A Bari si traduce “dall’ospedale alla propria abitazione”, un’abitazione in cui, spesso senza alcun conforto, bisogna risolvere ogni giorno mille problemi:
d’igiene quotidiana delle persone ammalate o disabili,
di assistenza medica ed infermieristica e – se se ne ha la forza – di riuscire a parlare affettuosamente con loro per regalare qualche briciola di speranza.
Mi piacerebbe leggere un’inchiesta impossibile:
un viaggio nelle abitazioni di chi ha uno o più familiari supersenior, magari non più autonomi, di chi assiste ogni giorno – ripeto:ogni giorno - un figlio disabile o qualcuno che ha bisogno di cura e di assistenza.
Vivo quotidianamente la vita dei miei genitori, di 82 e 87 anni, due persone che hanno esigenze diversissime tra loro, proprio come accade ai nostri anziani oggi:
c’è chi - come mia madre - non è più in grado di provvedere alle sue necessità.

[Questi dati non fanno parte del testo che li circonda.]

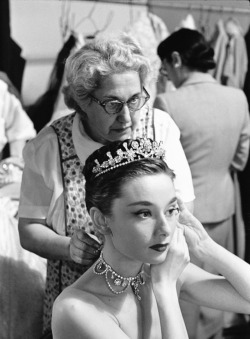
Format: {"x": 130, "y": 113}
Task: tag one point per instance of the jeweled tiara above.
{"x": 138, "y": 149}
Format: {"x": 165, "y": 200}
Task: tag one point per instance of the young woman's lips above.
{"x": 122, "y": 130}
{"x": 159, "y": 247}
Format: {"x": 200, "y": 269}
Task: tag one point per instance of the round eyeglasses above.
{"x": 163, "y": 71}
{"x": 115, "y": 106}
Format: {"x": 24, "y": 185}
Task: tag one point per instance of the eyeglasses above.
{"x": 163, "y": 71}
{"x": 115, "y": 106}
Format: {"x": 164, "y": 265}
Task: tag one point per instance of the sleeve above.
{"x": 242, "y": 152}
{"x": 167, "y": 131}
{"x": 41, "y": 185}
{"x": 18, "y": 125}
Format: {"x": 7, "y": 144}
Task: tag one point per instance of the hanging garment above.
{"x": 247, "y": 79}
{"x": 188, "y": 22}
{"x": 150, "y": 30}
{"x": 230, "y": 54}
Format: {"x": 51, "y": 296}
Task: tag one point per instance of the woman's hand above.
{"x": 83, "y": 248}
{"x": 176, "y": 260}
{"x": 194, "y": 232}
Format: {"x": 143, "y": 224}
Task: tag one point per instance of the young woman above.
{"x": 132, "y": 290}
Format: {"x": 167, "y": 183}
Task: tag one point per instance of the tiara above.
{"x": 138, "y": 149}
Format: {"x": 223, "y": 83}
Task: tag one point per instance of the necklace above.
{"x": 113, "y": 278}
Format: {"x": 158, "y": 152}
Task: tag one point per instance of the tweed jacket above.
{"x": 214, "y": 123}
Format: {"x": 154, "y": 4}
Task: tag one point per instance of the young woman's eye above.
{"x": 143, "y": 214}
{"x": 172, "y": 211}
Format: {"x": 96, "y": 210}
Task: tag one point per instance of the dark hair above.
{"x": 194, "y": 50}
{"x": 101, "y": 190}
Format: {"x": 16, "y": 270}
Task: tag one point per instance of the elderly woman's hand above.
{"x": 195, "y": 234}
{"x": 84, "y": 249}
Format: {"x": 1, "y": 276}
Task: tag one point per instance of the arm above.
{"x": 167, "y": 131}
{"x": 78, "y": 315}
{"x": 41, "y": 209}
{"x": 164, "y": 279}
{"x": 231, "y": 291}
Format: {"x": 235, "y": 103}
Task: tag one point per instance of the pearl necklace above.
{"x": 101, "y": 267}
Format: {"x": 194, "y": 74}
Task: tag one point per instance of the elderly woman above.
{"x": 107, "y": 88}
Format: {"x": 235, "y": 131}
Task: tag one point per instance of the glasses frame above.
{"x": 163, "y": 71}
{"x": 104, "y": 102}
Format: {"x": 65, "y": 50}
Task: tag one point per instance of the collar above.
{"x": 84, "y": 145}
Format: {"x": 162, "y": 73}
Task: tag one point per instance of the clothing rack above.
{"x": 219, "y": 9}
{"x": 164, "y": 4}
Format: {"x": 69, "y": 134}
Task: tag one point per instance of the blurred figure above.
{"x": 22, "y": 273}
{"x": 214, "y": 124}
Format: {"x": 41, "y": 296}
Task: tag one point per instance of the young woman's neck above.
{"x": 120, "y": 263}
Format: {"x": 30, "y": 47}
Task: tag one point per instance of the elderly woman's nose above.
{"x": 124, "y": 115}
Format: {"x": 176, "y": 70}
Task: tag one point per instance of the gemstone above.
{"x": 117, "y": 282}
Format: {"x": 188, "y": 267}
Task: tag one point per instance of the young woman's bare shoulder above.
{"x": 78, "y": 313}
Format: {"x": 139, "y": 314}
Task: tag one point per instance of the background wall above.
{"x": 36, "y": 26}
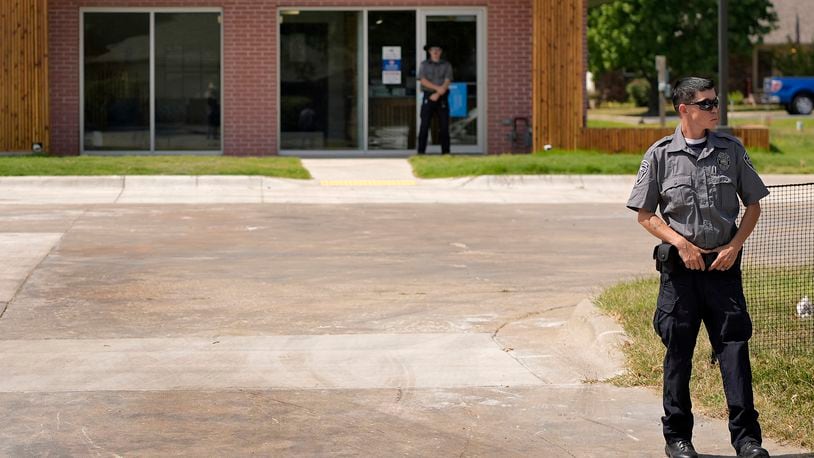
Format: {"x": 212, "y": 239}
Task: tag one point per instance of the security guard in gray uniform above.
{"x": 695, "y": 178}
{"x": 435, "y": 75}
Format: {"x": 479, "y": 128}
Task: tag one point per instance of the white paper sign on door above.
{"x": 391, "y": 64}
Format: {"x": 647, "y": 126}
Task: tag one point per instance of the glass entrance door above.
{"x": 459, "y": 34}
{"x": 391, "y": 80}
{"x": 348, "y": 80}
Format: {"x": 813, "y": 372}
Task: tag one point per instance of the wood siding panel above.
{"x": 558, "y": 88}
{"x": 637, "y": 140}
{"x": 24, "y": 74}
{"x": 558, "y": 69}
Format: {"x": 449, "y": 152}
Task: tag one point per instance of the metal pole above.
{"x": 661, "y": 68}
{"x": 723, "y": 62}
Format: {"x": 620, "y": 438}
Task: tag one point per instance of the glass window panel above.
{"x": 392, "y": 84}
{"x": 187, "y": 81}
{"x": 458, "y": 34}
{"x": 319, "y": 80}
{"x": 117, "y": 81}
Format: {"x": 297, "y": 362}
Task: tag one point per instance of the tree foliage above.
{"x": 628, "y": 34}
{"x": 794, "y": 59}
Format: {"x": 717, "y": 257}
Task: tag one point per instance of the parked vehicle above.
{"x": 795, "y": 93}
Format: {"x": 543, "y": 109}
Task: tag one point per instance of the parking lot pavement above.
{"x": 238, "y": 329}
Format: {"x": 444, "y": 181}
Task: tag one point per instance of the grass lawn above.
{"x": 783, "y": 384}
{"x": 284, "y": 167}
{"x": 792, "y": 152}
{"x": 545, "y": 163}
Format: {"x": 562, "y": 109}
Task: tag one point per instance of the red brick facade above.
{"x": 249, "y": 66}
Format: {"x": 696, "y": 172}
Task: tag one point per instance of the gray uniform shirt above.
{"x": 697, "y": 195}
{"x": 435, "y": 72}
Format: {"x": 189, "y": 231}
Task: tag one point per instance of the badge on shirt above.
{"x": 643, "y": 169}
{"x": 723, "y": 160}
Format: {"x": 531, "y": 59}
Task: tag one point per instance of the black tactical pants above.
{"x": 428, "y": 108}
{"x": 686, "y": 298}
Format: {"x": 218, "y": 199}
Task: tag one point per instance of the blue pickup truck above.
{"x": 795, "y": 93}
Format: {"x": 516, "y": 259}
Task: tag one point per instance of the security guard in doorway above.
{"x": 435, "y": 75}
{"x": 695, "y": 178}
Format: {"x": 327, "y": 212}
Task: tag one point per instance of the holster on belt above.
{"x": 666, "y": 256}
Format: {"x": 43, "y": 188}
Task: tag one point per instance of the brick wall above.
{"x": 249, "y": 63}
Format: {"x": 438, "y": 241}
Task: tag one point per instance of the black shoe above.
{"x": 680, "y": 448}
{"x": 752, "y": 449}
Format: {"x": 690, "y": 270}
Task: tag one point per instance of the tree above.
{"x": 628, "y": 34}
{"x": 794, "y": 59}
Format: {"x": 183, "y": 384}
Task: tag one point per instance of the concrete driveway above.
{"x": 311, "y": 329}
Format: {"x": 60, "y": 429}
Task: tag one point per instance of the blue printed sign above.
{"x": 391, "y": 65}
{"x": 457, "y": 100}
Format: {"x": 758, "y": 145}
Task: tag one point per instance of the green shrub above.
{"x": 638, "y": 91}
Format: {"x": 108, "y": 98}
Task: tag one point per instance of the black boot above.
{"x": 680, "y": 448}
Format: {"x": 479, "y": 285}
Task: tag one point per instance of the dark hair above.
{"x": 686, "y": 88}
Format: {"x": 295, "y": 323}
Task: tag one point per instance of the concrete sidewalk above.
{"x": 131, "y": 326}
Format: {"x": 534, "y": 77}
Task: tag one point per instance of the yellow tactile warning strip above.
{"x": 367, "y": 183}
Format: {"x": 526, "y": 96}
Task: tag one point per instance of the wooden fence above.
{"x": 23, "y": 74}
{"x": 637, "y": 140}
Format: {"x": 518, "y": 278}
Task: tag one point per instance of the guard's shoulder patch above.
{"x": 661, "y": 142}
{"x": 644, "y": 169}
{"x": 748, "y": 161}
{"x": 664, "y": 141}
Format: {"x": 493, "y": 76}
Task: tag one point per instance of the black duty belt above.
{"x": 668, "y": 259}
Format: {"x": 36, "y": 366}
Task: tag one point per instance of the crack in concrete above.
{"x": 521, "y": 318}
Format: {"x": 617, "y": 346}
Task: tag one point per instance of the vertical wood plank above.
{"x": 24, "y": 70}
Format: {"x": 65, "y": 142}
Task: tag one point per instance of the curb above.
{"x": 599, "y": 337}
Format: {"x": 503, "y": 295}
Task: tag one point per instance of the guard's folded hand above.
{"x": 691, "y": 255}
{"x": 727, "y": 255}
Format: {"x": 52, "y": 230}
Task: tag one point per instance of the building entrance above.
{"x": 348, "y": 80}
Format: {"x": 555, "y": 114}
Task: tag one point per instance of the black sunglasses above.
{"x": 706, "y": 104}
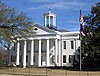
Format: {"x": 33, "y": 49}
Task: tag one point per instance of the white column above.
{"x": 24, "y": 55}
{"x": 39, "y": 55}
{"x": 49, "y": 21}
{"x": 32, "y": 52}
{"x": 17, "y": 53}
{"x": 54, "y": 21}
{"x": 59, "y": 53}
{"x": 48, "y": 60}
{"x": 56, "y": 49}
{"x": 45, "y": 20}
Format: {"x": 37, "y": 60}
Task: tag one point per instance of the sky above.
{"x": 67, "y": 11}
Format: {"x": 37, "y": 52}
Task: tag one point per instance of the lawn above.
{"x": 46, "y": 72}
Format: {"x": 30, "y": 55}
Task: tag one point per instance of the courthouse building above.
{"x": 49, "y": 46}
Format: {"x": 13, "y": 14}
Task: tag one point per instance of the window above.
{"x": 72, "y": 44}
{"x": 71, "y": 58}
{"x": 64, "y": 58}
{"x": 13, "y": 58}
{"x": 14, "y": 46}
{"x": 64, "y": 44}
{"x": 27, "y": 59}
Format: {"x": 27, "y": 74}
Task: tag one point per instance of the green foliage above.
{"x": 91, "y": 42}
{"x": 12, "y": 23}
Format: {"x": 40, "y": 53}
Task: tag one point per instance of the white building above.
{"x": 50, "y": 46}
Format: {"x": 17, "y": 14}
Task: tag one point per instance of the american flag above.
{"x": 81, "y": 24}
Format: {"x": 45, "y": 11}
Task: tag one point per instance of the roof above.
{"x": 44, "y": 28}
{"x": 62, "y": 30}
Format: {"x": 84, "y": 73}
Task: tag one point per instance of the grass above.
{"x": 46, "y": 72}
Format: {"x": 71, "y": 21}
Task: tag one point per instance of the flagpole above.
{"x": 80, "y": 54}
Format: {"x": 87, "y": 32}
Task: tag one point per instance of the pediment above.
{"x": 40, "y": 29}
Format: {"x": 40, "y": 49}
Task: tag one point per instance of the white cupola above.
{"x": 50, "y": 19}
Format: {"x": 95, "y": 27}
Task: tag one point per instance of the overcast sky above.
{"x": 67, "y": 11}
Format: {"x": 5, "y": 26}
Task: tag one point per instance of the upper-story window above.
{"x": 72, "y": 44}
{"x": 64, "y": 44}
{"x": 14, "y": 46}
{"x": 64, "y": 58}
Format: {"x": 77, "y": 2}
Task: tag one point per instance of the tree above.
{"x": 91, "y": 42}
{"x": 12, "y": 23}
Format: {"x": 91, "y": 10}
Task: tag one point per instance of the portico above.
{"x": 40, "y": 53}
{"x": 49, "y": 46}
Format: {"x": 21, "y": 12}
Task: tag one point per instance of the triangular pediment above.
{"x": 40, "y": 29}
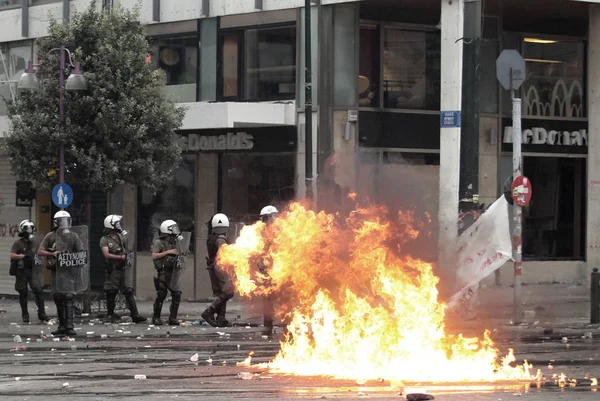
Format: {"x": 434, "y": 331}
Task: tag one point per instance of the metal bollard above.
{"x": 595, "y": 297}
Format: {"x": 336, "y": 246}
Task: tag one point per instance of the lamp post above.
{"x": 75, "y": 82}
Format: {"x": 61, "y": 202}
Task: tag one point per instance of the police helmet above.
{"x": 114, "y": 222}
{"x": 169, "y": 227}
{"x": 219, "y": 220}
{"x": 267, "y": 214}
{"x": 26, "y": 227}
{"x": 62, "y": 219}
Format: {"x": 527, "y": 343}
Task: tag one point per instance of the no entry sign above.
{"x": 522, "y": 190}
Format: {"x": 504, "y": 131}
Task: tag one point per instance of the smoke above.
{"x": 399, "y": 183}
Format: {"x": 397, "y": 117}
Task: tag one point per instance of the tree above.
{"x": 121, "y": 130}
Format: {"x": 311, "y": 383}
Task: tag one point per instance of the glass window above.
{"x": 251, "y": 181}
{"x": 555, "y": 85}
{"x": 231, "y": 44}
{"x": 554, "y": 222}
{"x": 411, "y": 69}
{"x": 40, "y": 2}
{"x": 488, "y": 84}
{"x": 177, "y": 59}
{"x": 368, "y": 70}
{"x": 12, "y": 65}
{"x": 175, "y": 201}
{"x": 8, "y": 3}
{"x": 270, "y": 64}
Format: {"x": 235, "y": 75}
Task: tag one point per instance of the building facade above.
{"x": 238, "y": 67}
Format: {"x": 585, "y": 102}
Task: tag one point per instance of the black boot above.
{"x": 39, "y": 300}
{"x": 156, "y": 320}
{"x": 131, "y": 304}
{"x": 23, "y": 303}
{"x": 69, "y": 318}
{"x": 111, "y": 305}
{"x": 221, "y": 319}
{"x": 268, "y": 316}
{"x": 209, "y": 316}
{"x": 175, "y": 301}
{"x": 60, "y": 314}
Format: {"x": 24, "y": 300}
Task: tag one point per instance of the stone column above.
{"x": 593, "y": 161}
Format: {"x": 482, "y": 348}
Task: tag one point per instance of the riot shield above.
{"x": 130, "y": 266}
{"x": 183, "y": 248}
{"x": 37, "y": 274}
{"x": 72, "y": 260}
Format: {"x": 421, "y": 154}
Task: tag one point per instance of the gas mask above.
{"x": 176, "y": 232}
{"x": 63, "y": 222}
{"x": 28, "y": 232}
{"x": 119, "y": 227}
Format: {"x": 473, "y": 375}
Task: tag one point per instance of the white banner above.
{"x": 483, "y": 248}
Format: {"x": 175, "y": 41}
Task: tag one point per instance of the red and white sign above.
{"x": 483, "y": 248}
{"x": 522, "y": 190}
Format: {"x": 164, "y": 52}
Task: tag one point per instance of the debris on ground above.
{"x": 419, "y": 397}
{"x": 247, "y": 361}
{"x": 245, "y": 375}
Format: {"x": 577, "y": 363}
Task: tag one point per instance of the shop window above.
{"x": 41, "y": 2}
{"x": 175, "y": 201}
{"x": 488, "y": 85}
{"x": 9, "y": 3}
{"x": 249, "y": 182}
{"x": 411, "y": 69}
{"x": 554, "y": 223}
{"x": 177, "y": 60}
{"x": 258, "y": 64}
{"x": 368, "y": 70}
{"x": 14, "y": 59}
{"x": 555, "y": 85}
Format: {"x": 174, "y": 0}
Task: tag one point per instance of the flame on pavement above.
{"x": 356, "y": 305}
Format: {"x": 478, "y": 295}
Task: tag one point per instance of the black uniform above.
{"x": 114, "y": 280}
{"x": 64, "y": 302}
{"x": 24, "y": 278}
{"x": 163, "y": 280}
{"x": 222, "y": 285}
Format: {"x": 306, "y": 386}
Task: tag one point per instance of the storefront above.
{"x": 236, "y": 171}
{"x": 11, "y": 214}
{"x": 554, "y": 145}
{"x": 554, "y": 159}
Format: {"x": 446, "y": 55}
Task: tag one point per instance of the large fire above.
{"x": 355, "y": 304}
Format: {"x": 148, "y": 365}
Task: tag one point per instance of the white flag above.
{"x": 483, "y": 248}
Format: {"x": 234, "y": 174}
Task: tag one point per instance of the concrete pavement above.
{"x": 102, "y": 362}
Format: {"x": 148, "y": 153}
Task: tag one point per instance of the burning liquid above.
{"x": 356, "y": 306}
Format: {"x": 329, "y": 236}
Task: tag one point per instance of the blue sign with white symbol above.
{"x": 450, "y": 119}
{"x": 62, "y": 196}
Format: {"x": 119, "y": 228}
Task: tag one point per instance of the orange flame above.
{"x": 356, "y": 305}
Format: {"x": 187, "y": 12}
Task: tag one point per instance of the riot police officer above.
{"x": 63, "y": 301}
{"x": 222, "y": 285}
{"x": 114, "y": 249}
{"x": 164, "y": 255}
{"x": 267, "y": 216}
{"x": 22, "y": 255}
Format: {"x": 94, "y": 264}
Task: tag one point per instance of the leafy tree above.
{"x": 121, "y": 130}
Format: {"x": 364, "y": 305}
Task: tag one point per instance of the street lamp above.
{"x": 75, "y": 82}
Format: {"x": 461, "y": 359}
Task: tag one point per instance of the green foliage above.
{"x": 121, "y": 130}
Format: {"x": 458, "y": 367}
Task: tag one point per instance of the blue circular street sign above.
{"x": 62, "y": 196}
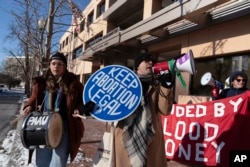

E c’è chi – come mio padre - si sente  più vivo che mai. 
Lei ha bisogno di assistenza continua. Lui esce volentieri, va in libreria e vorrebbe frequentare cinema o teatri.
Nel piccolo soggiorno della loro casa convivono la sedia a rotelle ed il computer portatile.
Una telecamera nascosta potrebbe riprendere momenti drammatici, l’ansia per i problemi che si presentano all’improvviso, le telefonate che si accavallano alla ricerca di un medico, richieste di aiuto familiare per un’assistente che dà forfait. E tanti momenti di silenzio seduti davanti al piccolo schermo.
La telecamera potrebbe far risaltare lo stupore e il sorriso dei miei cari vecchi quando le nipoti, a sorpresa, vanno a trovarli.
Tutto si consuma tra le quattro pareti della loro casa, come se al di fuori di essa ci fosse il deserto.

Senza la rete familiare, chi si curerebbe di loro?

Quando anche la nostra città, tutta la città e non solo qualche piccola isola, saprà realizzare la rete dell’assistenza domiciliare integrata?
Ho superato i cinquant’anni e l’assistenza ai miei genitori mi sta proiettando paradossalmente nel mio futuro.
Scorre davanti ai miei occhi e mi fa un po’ paura.
Vorrei tanto che chi ha risanato i bilanci regionali della Sanità vedesse ciò che accade nelle corsie degli ospedali dopo il taglio dei posti letto.
Vorrei che guardasse nelle case dove tante famiglie vivono momenti di paura, rabbia e impotenza.
E dove genitori e figli non sanno più dove attingere i fondi necessari per pagare – di tasca propria – i servizi sanitari.

Si parla già delle prossime elezioni.

Io vorrei che si parlasse meno, che si facesse molto di più per accorciare le code o per non ricoverare su una barella un’ottantenne.
E per mettere in grado gli operatori della sanità pubblica di fare bene il loro delicatissimo mestiere.